Vanished, Lompoc’s Japanese: Of One Hundred Families Only Two
Returned
By John V. McReynolds (Lompoc: Press Box Productions. 2010, 193 pp., $13.95, paperback)
John McReynolds, a former sports writer for the Lompoc Record, was propelled into the investigation of 100 or so Japanese families who settled and built a community in Lompoc before World War II when a friend, George Yoshitake, asked why there were no stories about the Japanese in his other book, “Lompoc: Padres to Pinot.” This question so intrigued and piqued McReynolds’ interests that he began to investigate and interview former Japanese American residents of Lompoc.
Ultimately he uses memories (he interviewed some 80 Japanese Americans), archival and secondary sources, and his reporter’s “eye” for conjectures to weave an important and untold story of a small town with even a smaller Japanese American population.

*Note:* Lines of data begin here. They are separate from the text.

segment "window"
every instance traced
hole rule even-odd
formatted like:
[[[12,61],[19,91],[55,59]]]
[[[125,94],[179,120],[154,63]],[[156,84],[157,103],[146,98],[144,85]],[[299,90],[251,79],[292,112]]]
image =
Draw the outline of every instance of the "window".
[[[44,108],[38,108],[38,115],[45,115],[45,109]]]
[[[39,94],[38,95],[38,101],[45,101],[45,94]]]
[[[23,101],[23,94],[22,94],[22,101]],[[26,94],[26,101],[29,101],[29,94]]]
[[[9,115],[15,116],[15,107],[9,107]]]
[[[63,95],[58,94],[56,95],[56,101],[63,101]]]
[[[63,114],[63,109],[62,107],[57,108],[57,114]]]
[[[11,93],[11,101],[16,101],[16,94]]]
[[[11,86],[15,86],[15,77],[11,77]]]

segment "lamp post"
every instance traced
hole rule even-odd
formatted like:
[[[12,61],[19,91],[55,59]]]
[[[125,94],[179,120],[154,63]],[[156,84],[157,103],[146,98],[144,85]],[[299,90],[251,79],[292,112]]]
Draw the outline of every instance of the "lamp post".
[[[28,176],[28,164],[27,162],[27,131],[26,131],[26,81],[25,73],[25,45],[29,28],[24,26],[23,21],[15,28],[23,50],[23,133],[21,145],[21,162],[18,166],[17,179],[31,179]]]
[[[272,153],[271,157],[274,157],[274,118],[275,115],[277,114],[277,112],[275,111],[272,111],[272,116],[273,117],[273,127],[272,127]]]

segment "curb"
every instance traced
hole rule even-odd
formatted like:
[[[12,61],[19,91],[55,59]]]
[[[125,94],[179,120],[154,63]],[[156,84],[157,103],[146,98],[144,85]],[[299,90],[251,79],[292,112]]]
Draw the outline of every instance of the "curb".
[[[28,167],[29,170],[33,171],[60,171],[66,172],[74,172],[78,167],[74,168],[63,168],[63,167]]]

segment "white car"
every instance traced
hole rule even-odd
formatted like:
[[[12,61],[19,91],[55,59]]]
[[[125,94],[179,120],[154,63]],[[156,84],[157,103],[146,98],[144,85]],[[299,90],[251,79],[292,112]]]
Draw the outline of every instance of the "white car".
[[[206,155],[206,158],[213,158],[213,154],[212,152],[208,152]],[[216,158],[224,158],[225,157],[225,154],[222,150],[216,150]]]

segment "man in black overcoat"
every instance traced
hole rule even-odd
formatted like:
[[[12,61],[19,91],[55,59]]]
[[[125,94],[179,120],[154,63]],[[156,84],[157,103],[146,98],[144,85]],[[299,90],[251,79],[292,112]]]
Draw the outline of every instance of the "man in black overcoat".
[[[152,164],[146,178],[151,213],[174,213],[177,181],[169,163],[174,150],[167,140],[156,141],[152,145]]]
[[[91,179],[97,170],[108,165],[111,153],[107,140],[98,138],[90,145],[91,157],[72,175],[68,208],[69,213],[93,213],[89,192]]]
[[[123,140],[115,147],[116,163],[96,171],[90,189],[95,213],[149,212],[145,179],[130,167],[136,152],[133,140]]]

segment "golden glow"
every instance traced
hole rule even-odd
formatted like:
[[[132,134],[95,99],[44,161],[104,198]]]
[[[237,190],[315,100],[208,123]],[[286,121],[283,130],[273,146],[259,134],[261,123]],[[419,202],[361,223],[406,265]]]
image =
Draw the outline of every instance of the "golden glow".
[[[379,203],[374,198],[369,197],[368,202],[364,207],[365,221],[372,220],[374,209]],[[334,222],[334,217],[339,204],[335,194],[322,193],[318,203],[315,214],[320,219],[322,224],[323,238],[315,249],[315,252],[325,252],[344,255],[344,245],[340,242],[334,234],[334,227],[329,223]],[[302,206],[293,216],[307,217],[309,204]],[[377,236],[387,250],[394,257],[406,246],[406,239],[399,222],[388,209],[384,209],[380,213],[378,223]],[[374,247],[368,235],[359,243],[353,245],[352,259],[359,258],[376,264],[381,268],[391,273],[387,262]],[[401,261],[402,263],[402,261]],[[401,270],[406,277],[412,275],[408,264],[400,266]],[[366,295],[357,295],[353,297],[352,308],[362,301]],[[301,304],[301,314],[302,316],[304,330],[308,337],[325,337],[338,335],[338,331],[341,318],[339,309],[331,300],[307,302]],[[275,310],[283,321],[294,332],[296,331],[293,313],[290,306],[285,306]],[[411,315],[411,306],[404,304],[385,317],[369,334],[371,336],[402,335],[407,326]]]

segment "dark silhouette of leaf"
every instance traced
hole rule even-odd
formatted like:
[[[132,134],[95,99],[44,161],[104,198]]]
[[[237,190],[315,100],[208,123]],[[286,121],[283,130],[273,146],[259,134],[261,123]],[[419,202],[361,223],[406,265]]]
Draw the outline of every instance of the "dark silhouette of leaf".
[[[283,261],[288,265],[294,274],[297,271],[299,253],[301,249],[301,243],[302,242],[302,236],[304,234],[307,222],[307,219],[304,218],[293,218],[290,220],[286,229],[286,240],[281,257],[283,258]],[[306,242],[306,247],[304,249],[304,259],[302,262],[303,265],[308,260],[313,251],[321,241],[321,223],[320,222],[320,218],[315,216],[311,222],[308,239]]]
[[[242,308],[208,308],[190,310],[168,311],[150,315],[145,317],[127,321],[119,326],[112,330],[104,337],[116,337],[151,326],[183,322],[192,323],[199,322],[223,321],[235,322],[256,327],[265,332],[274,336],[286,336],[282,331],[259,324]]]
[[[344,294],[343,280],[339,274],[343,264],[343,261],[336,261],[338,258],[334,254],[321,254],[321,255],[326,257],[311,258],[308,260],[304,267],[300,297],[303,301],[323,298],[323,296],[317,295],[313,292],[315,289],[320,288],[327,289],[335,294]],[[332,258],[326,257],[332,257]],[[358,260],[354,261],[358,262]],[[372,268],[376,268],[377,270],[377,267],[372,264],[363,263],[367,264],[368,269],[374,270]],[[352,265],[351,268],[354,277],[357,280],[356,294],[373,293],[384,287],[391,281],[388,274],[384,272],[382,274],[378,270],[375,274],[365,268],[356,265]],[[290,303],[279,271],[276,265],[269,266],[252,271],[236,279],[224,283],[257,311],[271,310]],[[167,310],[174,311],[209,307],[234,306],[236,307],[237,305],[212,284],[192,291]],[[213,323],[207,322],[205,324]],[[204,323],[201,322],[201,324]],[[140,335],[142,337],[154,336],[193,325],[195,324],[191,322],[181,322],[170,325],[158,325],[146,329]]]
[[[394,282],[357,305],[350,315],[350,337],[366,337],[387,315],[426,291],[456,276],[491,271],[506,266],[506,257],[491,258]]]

The Japanese community in Lompoc, like many other communities on the West Coast, was seemingly on the cusp of becoming a prosperous and thriving community as Dec. 6, 1941 unfolded. The events of the following day, however, would be a day of infamy for America and a date that forever changed the lives of the Japanese in America and Lompoc: only two Japanese American families ever returned to Lompoc after the War.
McReynolds begins the telling of this story with the all-important historical context of immigration of Seitaro Iwamoto landing in San Francisco. After a number of years Iwamoto returned back to Japan to find a wife. He sailed back to San Francisco around 1910 with a new wife and finds his way to Lompoc. According to McReynolds, by 1910 there were 1,500 inhabitants including 133 Japanese in Lompoc.
For the next 20 years the Japanese community in Lompoc established roots, developing varying enterprises large and small and a community that was seemingly accepted by the larger white community. And on the eve of Dec. 6, 1941 the Japanese community in Lompoc mirrored many others in cities and towns that were on the verge of becoming thriving communities.
“Vanished” is a wonderful read, highly accessible, and adds another important chapter to the history of Japanese in America. It is also a cautionary tale that Japanese Americans should be well aware of and McReynolds gets it right when he writes: “bad things happen when good people sit back.” He, however, does identify some of the people who took the risk and supported the Japanese during these difficult times.
Having said that, “Vanished” is also a researcher’s nightmare. There are no footnotes or endnotes indicating where the information came from other than a general listing of sources without page numbers, volume, carton or folder information or even the year.